Incyte employees work in the office at least four days a week and there’s an optional remote workday for the fifth day, according to the company. In the next three years, Incyte expects to spend between $100 million to $200 million for buying the downtown buildings plus renovations and its planned suburban lab space retrofit, according to the company.

State economic development leaders negotiated the lion’s share of subsidies to entice Incyte to invest in Wilmington — nearly $15 million in total. Wilmington is expected to kick in some incentives too but that hasn’t yet been hashed out, Purzycki said.

“These investments are well worth it in the long run,” he said.

Now the Alapocas campus will be converted into lab space. The average salaries of workers relocating downtown is between $90,000 and $200,000.

The company is eligible for a jobs performance grant up to $9.1 million from Delaware’s Council on Development Finance, a graduated lab space grant up to $5.6 million from Delaware Strategic Fund — the money for which is contingent upon the company meeting its commitments. In total, the company could get $14.7 million in state subsidies.

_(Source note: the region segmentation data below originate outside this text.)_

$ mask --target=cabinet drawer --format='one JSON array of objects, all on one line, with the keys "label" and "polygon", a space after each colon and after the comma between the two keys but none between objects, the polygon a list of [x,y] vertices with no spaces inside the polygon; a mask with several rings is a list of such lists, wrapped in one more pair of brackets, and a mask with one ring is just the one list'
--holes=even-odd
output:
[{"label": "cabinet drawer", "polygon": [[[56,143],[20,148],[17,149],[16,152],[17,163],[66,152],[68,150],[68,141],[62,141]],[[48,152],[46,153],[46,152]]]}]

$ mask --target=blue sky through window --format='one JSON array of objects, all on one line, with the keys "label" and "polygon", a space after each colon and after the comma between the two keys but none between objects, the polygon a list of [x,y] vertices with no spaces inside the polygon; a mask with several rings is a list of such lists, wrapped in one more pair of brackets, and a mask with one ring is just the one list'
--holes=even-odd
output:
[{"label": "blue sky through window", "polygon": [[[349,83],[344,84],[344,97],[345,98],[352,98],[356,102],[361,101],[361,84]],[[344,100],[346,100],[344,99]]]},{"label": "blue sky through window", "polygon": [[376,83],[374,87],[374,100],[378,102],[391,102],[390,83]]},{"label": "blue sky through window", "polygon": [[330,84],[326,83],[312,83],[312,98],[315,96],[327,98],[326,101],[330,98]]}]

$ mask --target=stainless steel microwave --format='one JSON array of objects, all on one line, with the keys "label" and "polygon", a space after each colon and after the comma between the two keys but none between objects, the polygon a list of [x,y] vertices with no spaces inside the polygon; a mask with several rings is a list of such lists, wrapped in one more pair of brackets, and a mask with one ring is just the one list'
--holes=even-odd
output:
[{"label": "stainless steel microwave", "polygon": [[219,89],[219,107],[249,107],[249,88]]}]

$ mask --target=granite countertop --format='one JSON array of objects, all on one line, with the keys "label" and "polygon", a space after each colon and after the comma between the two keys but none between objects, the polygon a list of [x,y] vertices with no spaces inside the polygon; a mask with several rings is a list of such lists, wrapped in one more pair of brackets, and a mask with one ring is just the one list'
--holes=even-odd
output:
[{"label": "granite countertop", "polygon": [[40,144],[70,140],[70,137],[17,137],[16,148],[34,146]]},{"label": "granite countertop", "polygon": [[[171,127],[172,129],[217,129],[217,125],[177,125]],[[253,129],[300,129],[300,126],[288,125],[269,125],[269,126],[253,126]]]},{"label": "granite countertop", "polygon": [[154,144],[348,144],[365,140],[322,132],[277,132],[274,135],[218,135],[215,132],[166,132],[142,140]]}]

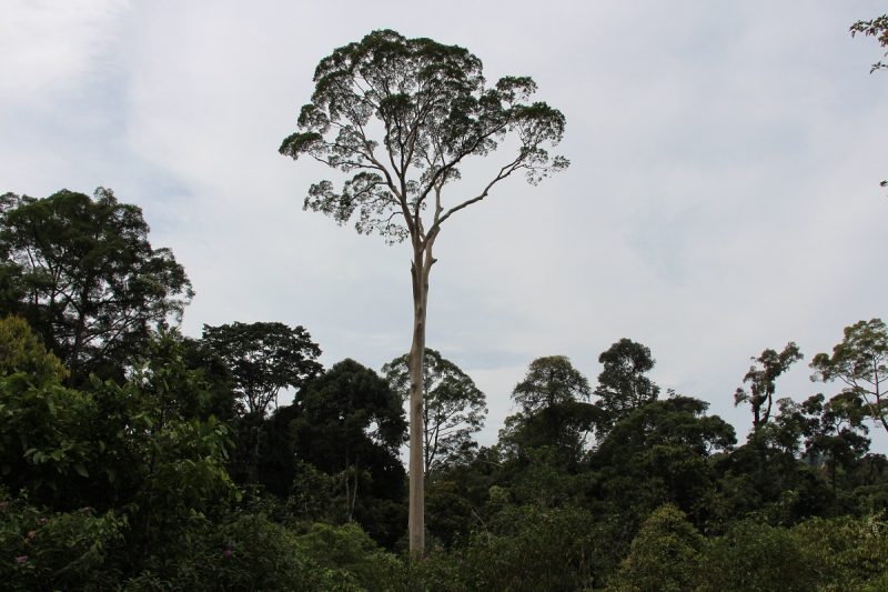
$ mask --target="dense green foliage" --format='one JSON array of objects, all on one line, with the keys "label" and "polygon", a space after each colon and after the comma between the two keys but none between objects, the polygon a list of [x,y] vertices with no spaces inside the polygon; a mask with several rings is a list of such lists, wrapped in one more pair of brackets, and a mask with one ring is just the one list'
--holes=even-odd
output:
[{"label": "dense green foliage", "polygon": [[[886,18],[852,30],[886,46]],[[361,47],[322,62],[306,131],[282,151],[351,170],[361,153],[323,140],[332,114],[354,108],[327,88],[364,56],[346,50]],[[446,153],[493,148],[453,143],[465,121],[521,116],[482,100],[532,84],[504,80],[464,113],[440,113]],[[393,96],[380,109],[410,107]],[[317,187],[307,205],[341,221],[385,199],[371,188],[335,210],[341,195]],[[776,398],[803,359],[795,343],[753,358],[735,393],[753,412],[745,440],[707,402],[662,397],[652,351],[622,339],[601,354],[595,388],[564,355],[531,362],[516,413],[478,448],[484,394],[425,350],[427,544],[408,553],[408,358],[381,374],[351,359],[325,370],[303,327],[275,322],[184,338],[168,319],[190,283],[151,248],[137,207],[102,189],[0,207],[0,590],[888,590],[888,459],[868,438],[888,430],[879,319],[813,358],[813,381],[834,393]],[[360,230],[398,238],[367,211]],[[284,389],[293,400],[279,405]]]}]

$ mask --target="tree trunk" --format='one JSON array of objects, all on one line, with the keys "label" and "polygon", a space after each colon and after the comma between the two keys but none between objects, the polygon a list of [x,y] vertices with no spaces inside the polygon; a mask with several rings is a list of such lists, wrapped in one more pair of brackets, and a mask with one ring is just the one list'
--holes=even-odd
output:
[{"label": "tree trunk", "polygon": [[[431,247],[431,245],[430,245]],[[431,249],[430,249],[431,251]],[[425,362],[425,317],[428,299],[431,252],[414,242],[413,345],[410,349],[410,550],[425,546],[425,455],[423,454],[423,365]]]}]

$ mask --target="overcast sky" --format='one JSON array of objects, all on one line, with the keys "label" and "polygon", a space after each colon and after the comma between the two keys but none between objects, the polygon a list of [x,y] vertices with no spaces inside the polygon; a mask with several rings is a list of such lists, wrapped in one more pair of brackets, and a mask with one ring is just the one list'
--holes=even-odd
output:
[{"label": "overcast sky", "polygon": [[[531,76],[567,119],[571,168],[497,185],[444,227],[427,344],[491,413],[535,358],[595,383],[620,338],[654,380],[702,398],[743,441],[750,357],[796,341],[797,401],[842,328],[888,315],[888,73],[844,0],[0,0],[0,192],[112,188],[172,248],[196,297],[183,330],[305,327],[332,365],[410,348],[410,248],[302,211],[333,171],[278,153],[319,60],[374,29],[467,48],[485,76]],[[477,190],[482,159],[452,199]],[[462,200],[460,200],[462,201]],[[874,430],[874,434],[876,431]],[[888,451],[888,439],[874,446]]]}]

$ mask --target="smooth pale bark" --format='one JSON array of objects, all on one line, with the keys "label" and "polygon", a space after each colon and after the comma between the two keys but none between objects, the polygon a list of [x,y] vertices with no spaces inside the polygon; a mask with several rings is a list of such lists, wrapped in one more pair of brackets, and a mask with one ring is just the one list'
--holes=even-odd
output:
[{"label": "smooth pale bark", "polygon": [[432,241],[414,240],[413,344],[410,349],[410,550],[425,546],[425,454],[423,446],[423,371],[425,364],[425,318],[428,303],[428,272],[434,264]]}]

“The grants provided historically for our growth and expansion, as well as those granted to us last week, allow companies like ours to succeed and be long-term contributors to the state and local community,” said Paula Swain, executive vice president and head of HR and facilities at Incyte. “The state, city, and county officials have been long-time supporters of innovative companies like ours and we are grateful for their continued support.”

Hervé Hoppenot, CEO of Incyte, said in a news release that the company is “grateful to the continued support of the state, the city and others.”